宮城県教育委員会が2024年度のリニューアルオープンを予定している宮城県美術館のコンセプトや施設イメージの中間案を公表した。国内でも珍しい「ヴィジブル・ストレージ(見える収蔵庫)」などの設備を導入する。

宮城県美術館「ヴィジブル・ストレージ」のイメージ図

宮城県美術館「ヴィジブル・ストレージ」のイメージ図

 1981年に開館した宮城県美術館が、2024年度のリニューアルオープンに向けた館のコンセプトや施設イメージの中間案をまとめた。

 同館は開館から35年が経過し、施設や設備の老朽化が著しく進んでいるとして、2024年度のリニューアルオープンを目指して「宮城県美術館リニューアル基本構想」を策定。現在も県民からパブリックコメントを募集したり、1月27日にはフォーラム「リニューアルってなんだろう? ~美術館の新しい一歩を考える~」を開催するなど、6年後の開館に向けた動きが活性化している。
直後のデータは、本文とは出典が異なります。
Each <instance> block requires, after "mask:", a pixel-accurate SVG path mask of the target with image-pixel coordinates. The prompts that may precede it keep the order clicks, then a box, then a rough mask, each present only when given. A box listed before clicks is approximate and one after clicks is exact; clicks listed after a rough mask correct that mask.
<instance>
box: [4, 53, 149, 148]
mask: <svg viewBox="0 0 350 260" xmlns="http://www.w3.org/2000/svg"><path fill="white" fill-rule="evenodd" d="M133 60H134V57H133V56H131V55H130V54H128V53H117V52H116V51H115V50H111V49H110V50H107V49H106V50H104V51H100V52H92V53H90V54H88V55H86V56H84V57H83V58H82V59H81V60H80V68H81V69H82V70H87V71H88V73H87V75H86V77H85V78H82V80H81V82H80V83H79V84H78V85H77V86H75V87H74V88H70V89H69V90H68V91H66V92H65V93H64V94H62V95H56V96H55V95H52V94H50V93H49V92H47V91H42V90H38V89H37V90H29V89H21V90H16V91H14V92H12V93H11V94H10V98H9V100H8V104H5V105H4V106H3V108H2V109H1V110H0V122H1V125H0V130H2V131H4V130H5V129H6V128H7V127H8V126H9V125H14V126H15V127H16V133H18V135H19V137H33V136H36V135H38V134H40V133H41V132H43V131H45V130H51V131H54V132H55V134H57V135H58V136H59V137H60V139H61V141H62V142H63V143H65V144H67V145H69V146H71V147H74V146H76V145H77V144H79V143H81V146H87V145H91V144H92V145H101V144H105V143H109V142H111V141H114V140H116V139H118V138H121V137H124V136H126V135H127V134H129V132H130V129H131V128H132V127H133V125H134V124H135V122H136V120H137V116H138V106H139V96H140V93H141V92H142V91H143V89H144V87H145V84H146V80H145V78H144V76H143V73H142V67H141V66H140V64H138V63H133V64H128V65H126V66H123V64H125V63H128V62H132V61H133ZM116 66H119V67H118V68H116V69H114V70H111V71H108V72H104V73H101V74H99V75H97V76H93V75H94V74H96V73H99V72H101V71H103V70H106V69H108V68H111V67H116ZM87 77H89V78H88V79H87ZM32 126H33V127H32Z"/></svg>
 そんななか、宮城県教育委員会は同館のコンセプトや施設イメージの中間案を明らかにした。中間案では、バックヤードの収蔵品も見えるようにする「ヴィジブル・ストレージ(見える収蔵庫)」の導入が謳われており、日本国内では珍しいケースとなる。「ヴィジブル・ストレージ」の導入は17年に策定された基本構想を具体化したもので、収蔵作品数や広さなど具体的な仕様は未定。現在、宮城県美術館が展示する作品数は収蔵物全体の10パーセント未満で、同県生涯学習課によるとスペースの有効活用と、より多くの作品を鑑賞可能にすることが目的だという。

 なお、リニューアルの具体的な内容については本年度中に「宮城県美術館リニューアル基本方針」を策定。19年に基本設計に着手し、22年から工事にが始まる予定となっている。

 「ヴィジブル・ストレージ」に関しては、国外でもオランダのボイマンス・ヴァン・ベーニンゲン美術館が、収蔵庫すべてを来館者が閲覧できる新棟「DEPOT BOIJMANS VAN BEUNINGEN」を建設中(19年開館予定)。展示スペースと収蔵品数のバランスに悩む美術館のソリューションとして、今後ますます注目を集めそうだ。